DON GIOVANNI MEDITA SULLA SANTA FAMIGLIA DI GESÙ, MARIA E GIUSEPPE

In quest’ultima domenica di gennaio, secondo tradizione, celebriamo in festa la Santa Famiglia: la famiglia di Nazaret, come spesso la si chiama, benché avesse radici e genealogie altrove, pure lì trovò dimora come ci dice il ritaglio di vangelo che ci propone la liturgia. 

Il brano proposto pare centrato sull’obbediente fede di Giuseppe e la sua custodia della preziosa sua famiglia, quella del Figlio di Dio e della Madre che è la sua sposa. Il testo di Matteo – vangelo rivolto ai cristiani di origine ebraica – è continuamente allusivo all’AT e alla vicenda del popolo ebraico che si compie in Gesù. 

La persecuzione di Erode aveva imposto, alla santa Famiglia, la fuga verso la terra straniera d’Egitto, là Giuseppe l’aveva riparata per suggerimento angelico. Di là ancora, con identica modalità, è richiamato con comando preciso: “Alzati, prendi con te il bambino e sua madre e va’ nella terra d’Israele”. 

Il testo con molta sobrietà narra l’immediata esecuzione del comando: “Egli si alzò, prese il bambino e sua madre ed entrò nella terra d’Israele”. Ci sorprende si dica dell’”entrare”, non invece tornare, “nella terra d’Israele”. È il tipico modo allusivo in richiamo all’antico dei vangeli (in particolare di Matteo). Si accenna qui – rievocando la vicenda del popolo antico che approda alla terra della liberazione – al nuovo esodo che si compie proprio in Gesù. 

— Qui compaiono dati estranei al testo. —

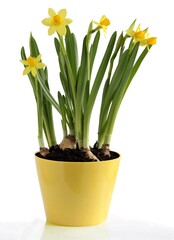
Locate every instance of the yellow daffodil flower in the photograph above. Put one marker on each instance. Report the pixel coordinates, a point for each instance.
(32, 64)
(57, 22)
(141, 36)
(137, 35)
(104, 22)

Gesù entra nella terra Promessa, come in antico il Popolo eletto, ma ormai non per il promesso dono di una Terra, ma per realizzare promessa ben più grande, non solo di libertà in una terra propria, ma, da quella terra di salvezza, la redenzione dell’umanità intera. 

La meta di Giuseppe era evidentemente Betlemme, patria sua e di Davide, ma qui scorge minaccia nella persona regnante: non più Erode, ma il figlio Archelao, si affida allora a suggerimento angelico che lo indirizza alla Galilea e alla città di Nazaret. 

Vi è comunicazione profetica anche in questa scelta suggerita a Giuseppe infatti la Galilea era considerata luogo semi-pagano (il suo nome derivava da un generico e distanziato passo di Isaia). Qui in un significativo ritiro, quasi di isolamento, si forma il bambino che “salverà il suo popolo dai suoi peccati”, come era stato detto dall’angelo a Giuseppe. 

Anche l’oscura città di Nazaret è indicata dal vangelo come nella voce dei profeti a dare nome a Gesù: “Sarà chiamato Nazareno”. Per vero Matteo usa un termine (Ναζωραῖος) che può essere variamente recepito. 

Lo connette con oracolo profetico, gli interpreti vi trovano richiamo diverso. Chi semplicemente alla città, ma anche alla sua voce che richiama il germoglio, come Isaia chiama il Messia, o ancora al nazireato, antica forma di consacrazione già nell’AT.